I immediately saw the dark outline of an animal standing in the shadows of some evergreens nearly fifty paces away. My first reaction was: moose. Rocky stepped to the side for a better look while peering intently through his binoculars, while Jason and I had both rifles shouldered and ready to fire as soon as one of us could identify the animal. As I focused on the outline through the Leupold scope, the animal slowly turned its head to the side revealing the ear and antler of a whitetail. Rocky verified it too. “I’m going to shoot,” I whispered. My only shot was at his neck through a narrow opening between two trees in the offhand position. And I was shaking! I lost sight of the deer after the recoil from the Tikka 7mm-08, but Rocky and Jason saw a deer standing momentarily then run away. A sickish feeling engulfed me. I had no clue whether I’d hit or missed, and their sighting of a runaway deer didn’t help matters.

Walking up to the spot where Round Toes had made the pawing, we noticed he had made a sharp turn to the right, walked up the slope several yards and made two more pawings in the snow. From there he had turned back and headed for the shadows where the encounter took place. Rocky was in the lead when suddenly he shouted, “There he is! You got him!” Just ahead laid a large-framed eight-point buck dead in his tracks. The scene was instantly filled with high-fives and handshakes. What a grand moment.

As the celebration tapered off, we began examining the buck. Something was amiss. There was an unmistakable lack of maturity about this buck, and this buck had pointed toes. What had happened to the buck we were following with the unmistakable round toes? With a puzzled look, Rocky began backtracking and soon uncovered the mystery.

On top of the slope, just above the pawings that Round Toes had dug, Rocky found the fresh bed of another deer. When Round Toes had moved on down the trail, the other deer left its bed to follow him. That’s how the two deer met in the shadows. Since we hadn’t arrived at this piece of evidence, we assumed the buck I was shooting at was Round Toes. As it turned out, Round Toes was the runaway deer that Rocky and Jason saw after I shot.
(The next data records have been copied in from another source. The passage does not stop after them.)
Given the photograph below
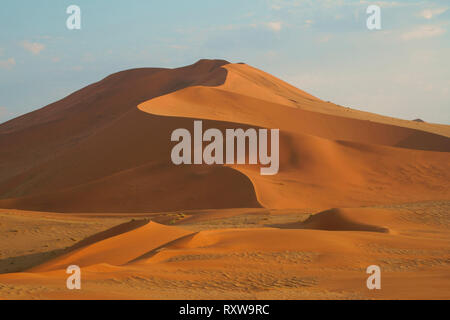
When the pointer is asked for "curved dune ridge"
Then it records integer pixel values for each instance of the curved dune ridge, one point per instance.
(356, 219)
(97, 151)
(116, 247)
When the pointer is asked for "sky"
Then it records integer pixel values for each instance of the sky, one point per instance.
(321, 46)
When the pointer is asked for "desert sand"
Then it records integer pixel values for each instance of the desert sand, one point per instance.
(88, 181)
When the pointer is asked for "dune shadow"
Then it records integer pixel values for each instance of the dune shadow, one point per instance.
(28, 261)
(331, 220)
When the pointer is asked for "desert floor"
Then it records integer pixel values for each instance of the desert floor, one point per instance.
(229, 254)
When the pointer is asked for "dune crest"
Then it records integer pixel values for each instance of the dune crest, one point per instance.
(106, 148)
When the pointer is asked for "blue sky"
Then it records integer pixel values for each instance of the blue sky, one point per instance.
(321, 46)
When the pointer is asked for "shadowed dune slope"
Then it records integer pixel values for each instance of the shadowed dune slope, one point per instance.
(97, 151)
(117, 247)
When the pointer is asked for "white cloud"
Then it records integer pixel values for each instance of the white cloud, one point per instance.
(274, 26)
(427, 31)
(33, 47)
(3, 112)
(430, 13)
(8, 63)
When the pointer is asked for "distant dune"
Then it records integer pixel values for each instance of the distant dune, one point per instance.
(106, 148)
(354, 189)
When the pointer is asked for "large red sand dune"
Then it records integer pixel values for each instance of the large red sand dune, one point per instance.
(106, 148)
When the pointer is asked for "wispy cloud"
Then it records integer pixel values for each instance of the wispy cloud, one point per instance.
(274, 26)
(8, 63)
(33, 47)
(4, 112)
(422, 32)
(430, 13)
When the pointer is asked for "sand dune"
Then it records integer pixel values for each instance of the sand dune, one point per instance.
(118, 247)
(96, 151)
(102, 156)
(146, 260)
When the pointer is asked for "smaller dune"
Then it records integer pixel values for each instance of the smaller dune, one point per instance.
(369, 220)
(116, 246)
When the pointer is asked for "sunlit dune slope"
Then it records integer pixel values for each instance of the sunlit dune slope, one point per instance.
(117, 249)
(106, 148)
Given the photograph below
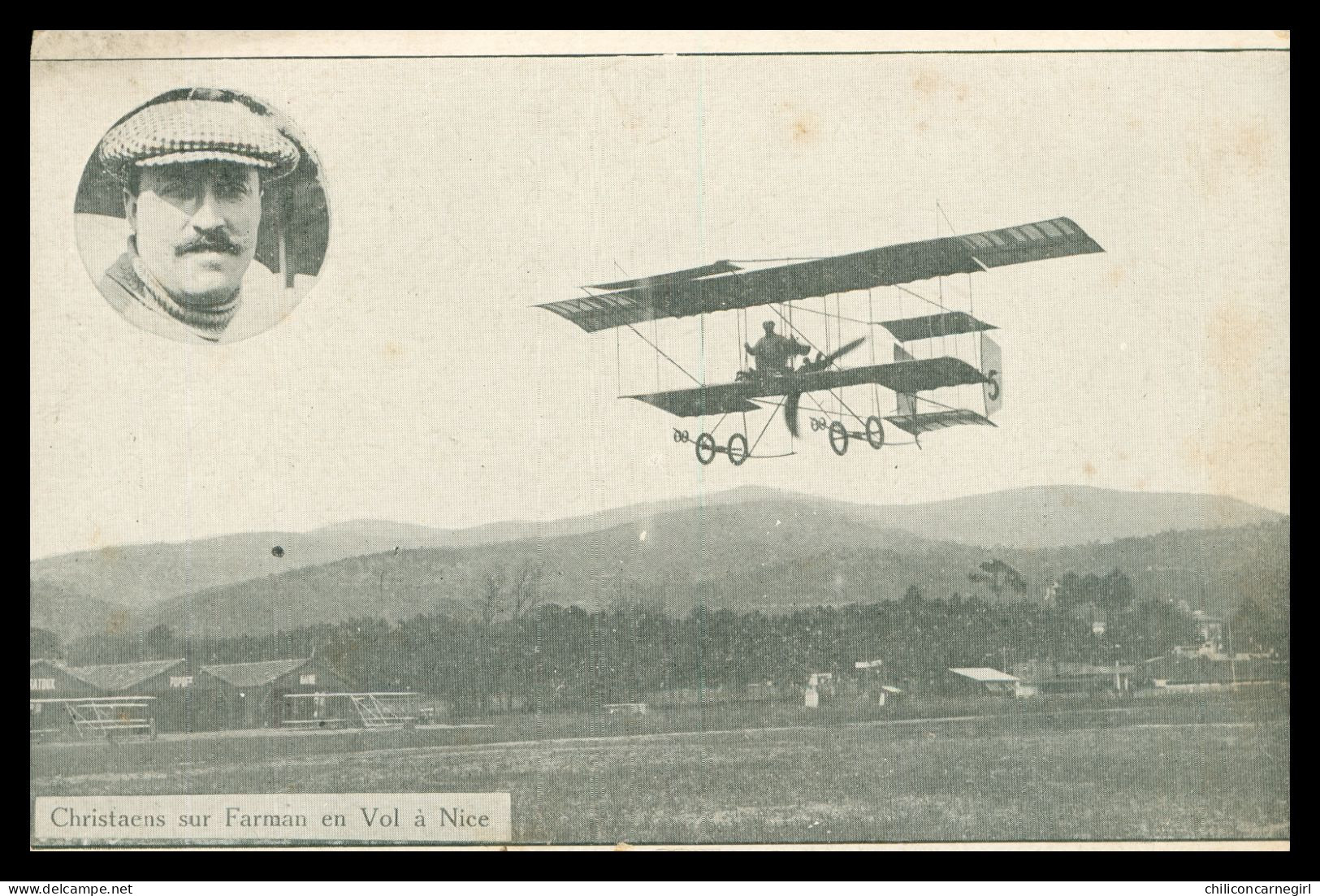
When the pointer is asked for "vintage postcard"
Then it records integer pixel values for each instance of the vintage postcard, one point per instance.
(684, 439)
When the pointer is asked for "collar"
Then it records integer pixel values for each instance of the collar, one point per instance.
(207, 322)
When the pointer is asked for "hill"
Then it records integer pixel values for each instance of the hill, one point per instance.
(768, 556)
(141, 576)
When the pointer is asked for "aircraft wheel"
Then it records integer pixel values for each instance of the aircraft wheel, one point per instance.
(838, 439)
(874, 433)
(738, 452)
(705, 448)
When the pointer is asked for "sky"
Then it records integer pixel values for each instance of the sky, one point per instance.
(416, 382)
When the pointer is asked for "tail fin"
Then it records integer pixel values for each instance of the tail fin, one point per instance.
(992, 365)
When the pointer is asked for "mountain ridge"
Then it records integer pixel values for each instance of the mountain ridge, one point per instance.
(136, 577)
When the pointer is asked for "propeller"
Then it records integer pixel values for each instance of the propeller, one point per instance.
(811, 367)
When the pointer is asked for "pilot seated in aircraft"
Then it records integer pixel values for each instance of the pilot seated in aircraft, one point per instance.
(774, 353)
(812, 366)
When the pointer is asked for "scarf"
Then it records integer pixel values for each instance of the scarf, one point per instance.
(209, 322)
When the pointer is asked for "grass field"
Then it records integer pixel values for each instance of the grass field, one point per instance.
(1182, 769)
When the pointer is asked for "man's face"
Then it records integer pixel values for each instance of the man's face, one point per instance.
(196, 226)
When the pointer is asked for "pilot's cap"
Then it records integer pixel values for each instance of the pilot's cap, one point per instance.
(197, 130)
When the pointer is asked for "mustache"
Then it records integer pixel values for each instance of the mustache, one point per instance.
(210, 243)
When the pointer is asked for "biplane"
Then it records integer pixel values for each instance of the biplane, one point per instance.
(728, 287)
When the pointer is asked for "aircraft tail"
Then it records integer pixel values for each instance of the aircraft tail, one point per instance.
(992, 365)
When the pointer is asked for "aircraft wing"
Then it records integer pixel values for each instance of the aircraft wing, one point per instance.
(693, 292)
(703, 400)
(904, 376)
(918, 424)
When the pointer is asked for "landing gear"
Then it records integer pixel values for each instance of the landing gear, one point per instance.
(874, 433)
(737, 449)
(707, 448)
(838, 439)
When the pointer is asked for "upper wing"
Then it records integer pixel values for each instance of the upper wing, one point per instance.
(931, 327)
(703, 400)
(882, 266)
(676, 276)
(902, 376)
Even though he was a young deer, the buck now lying at our feet was a trophy to behold. With eight points and a muscular frame, we would later learn at the check station in town that he would field-dress 191 pounds. After a photo session and a long, tortuous drag back to the vehicle, Rocky and Jason hustled back to hunt for Round Toes. After a couple hours of trailing, they came across the footprints of another hunter who was now on the same track. For Rocky and Jason, it was the end of the trail. As for Round Toes...we’ll never know.